Motorola is relying on EII and a services-oriented architecture (SOA) initiative to build a better supply chain and improve customer service. These technologies were chosen for their speed of deployment and ability to bridge gaps between disparate applications and platforms deployed departmentally or added through acquisitions.
"The issues are about access and processes," says Redshaw, describing a recent services and EII project aimed at gaining access to and normalizing customer data from all points along the supply chain. "There's no reason we should be coding the solution at each point along the way. We found middleware and tools that would help us solve repetitive problems."
Motorola takes a methodical approach to creating reusable integrations. "We do a prototype, we learn, we do analysis, we learn some more and then we roll out the next wave and the next wave [of prototypes] before we take it mainstream," says Redshaw.
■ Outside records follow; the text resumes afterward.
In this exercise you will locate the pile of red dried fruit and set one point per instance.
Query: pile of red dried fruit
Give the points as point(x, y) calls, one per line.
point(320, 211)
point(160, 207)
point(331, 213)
Reusable integration services cut solution costs and deployment cycles. Redshaw says the supply chain project was completed in nine weeks, and he estimates it would have taken six to seven months through conventional, custom integration work.
Another project completed last fall was designed to pull financial and operational data from a series of databases to create a more coherent view of performance. That effort took about seven weeks, says Redshaw. Motorola standardized on AmberPoint SOA management software and MetaMatrix EII middleware for its SOA initiative after putting dozens of vendors "through a ringer" before the selections were made, examining everything from finances and management to architecture and ability to execute.
"We look for the best of value, not the best of breed," Redshaw says. "If I have two vendors that are neck and neck, I'm going to pick the one that's 30 percent cheaper. To me, it's the 80 percent of features and functions that are the whole ball game. The rest is just fluff."
Redshaw warns fellow CTOs to set architectural standards and design a master blueprint before beginning an SOA initiative, "or you're just going to end up creating metaspaghetti, and it will be hard to unravel. Many companies get into trouble because they build without blueprints."